In the December quarter of 2011, BlackBerry Ltd (formerly Research in Motion Ltd) had a marketshare of about 15% in India when the smartphone base was around one million, according to research firm Convergence Catalyst. Now its marketshare is around 2% or even lower, according to industry estimates.
Nokia, on its part, called it quits on 3 September and announced the sale of its entire devices and services business to Microsoft Corp. for around $7.2 billion—lower than the $8.5 billion that Microsoft paid for Internet telephony service, Skype, and much lower than the $12.5 billion that Google Inc. paid to buy Motorola’s mobility business.
Nokia, too, has steadily been losing steam both globally and in India. According to the 18th annual survey ‘Voice & Data 100’ report, released on 20 August, the biggest surprise of the year was Korean electronics maker Samsung dethroning Nokia as the top seller of mobile phones.
Nokia’s Lumia series of smartphones that had witnessed huge growth globally in the initial phases could not draw much attention in India. The rise of smaller local players such as Micromax, Karbonn, Lava, and Zen is a clear indication that consumers want cheaper feature rich phones, the report said, noting that homegrown handset company Micromax captured the third position with 8.7% share followed by Karbonn Mobiles with a 6.4% share.

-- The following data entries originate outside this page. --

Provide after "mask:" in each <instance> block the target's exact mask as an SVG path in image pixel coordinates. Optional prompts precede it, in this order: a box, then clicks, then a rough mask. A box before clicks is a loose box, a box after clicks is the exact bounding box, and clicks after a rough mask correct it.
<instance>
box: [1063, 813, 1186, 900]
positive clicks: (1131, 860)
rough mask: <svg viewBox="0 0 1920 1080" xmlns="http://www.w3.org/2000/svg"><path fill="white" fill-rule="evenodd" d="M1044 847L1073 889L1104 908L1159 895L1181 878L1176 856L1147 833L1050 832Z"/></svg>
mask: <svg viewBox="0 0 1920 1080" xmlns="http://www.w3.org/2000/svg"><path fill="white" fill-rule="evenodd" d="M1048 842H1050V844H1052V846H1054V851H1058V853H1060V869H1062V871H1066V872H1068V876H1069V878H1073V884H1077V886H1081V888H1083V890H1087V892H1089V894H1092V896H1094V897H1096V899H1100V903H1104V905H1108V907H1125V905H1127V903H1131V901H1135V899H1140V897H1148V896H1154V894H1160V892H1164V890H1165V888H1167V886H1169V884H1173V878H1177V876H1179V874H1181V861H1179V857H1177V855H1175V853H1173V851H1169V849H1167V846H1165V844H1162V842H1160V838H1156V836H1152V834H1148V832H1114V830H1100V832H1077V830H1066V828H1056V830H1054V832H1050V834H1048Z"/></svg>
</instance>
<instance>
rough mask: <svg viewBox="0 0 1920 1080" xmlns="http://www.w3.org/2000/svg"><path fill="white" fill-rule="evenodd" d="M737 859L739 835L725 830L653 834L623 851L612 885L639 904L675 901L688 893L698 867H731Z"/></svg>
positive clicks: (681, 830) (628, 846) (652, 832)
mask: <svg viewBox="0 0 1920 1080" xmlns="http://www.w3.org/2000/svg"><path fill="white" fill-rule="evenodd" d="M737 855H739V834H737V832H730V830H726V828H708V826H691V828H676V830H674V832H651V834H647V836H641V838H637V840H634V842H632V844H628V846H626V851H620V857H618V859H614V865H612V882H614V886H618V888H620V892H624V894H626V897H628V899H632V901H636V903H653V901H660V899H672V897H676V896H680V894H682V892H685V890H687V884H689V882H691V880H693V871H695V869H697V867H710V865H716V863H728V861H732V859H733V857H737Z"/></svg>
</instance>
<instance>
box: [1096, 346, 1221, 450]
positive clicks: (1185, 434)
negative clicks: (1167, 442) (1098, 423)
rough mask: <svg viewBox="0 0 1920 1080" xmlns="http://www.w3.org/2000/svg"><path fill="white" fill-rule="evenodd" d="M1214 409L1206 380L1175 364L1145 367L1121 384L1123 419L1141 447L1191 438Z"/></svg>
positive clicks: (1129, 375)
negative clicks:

By 2016, smartphones will account for more than two-thirds of mobile phone shipments, according to IHS. The most basic phones will account for just 4% of the market by then, with feature phones representing 28% of shipments.
According to a 4 March IDC research note, more smartphones are forecast to be shipped globally than feature phones in 2013, the first such occurrence in the mobile phone market on an annual basis. Vendors, the note added, will ship 918.6 million smartphones this year, or 50.1% of the total mobile phone shipments worldwide.
India is set to become the third largest market for smartphones in four years, according to IDC, with phone makers launching more affordable 3G handsets and looking to tap buyers in small cities and towns.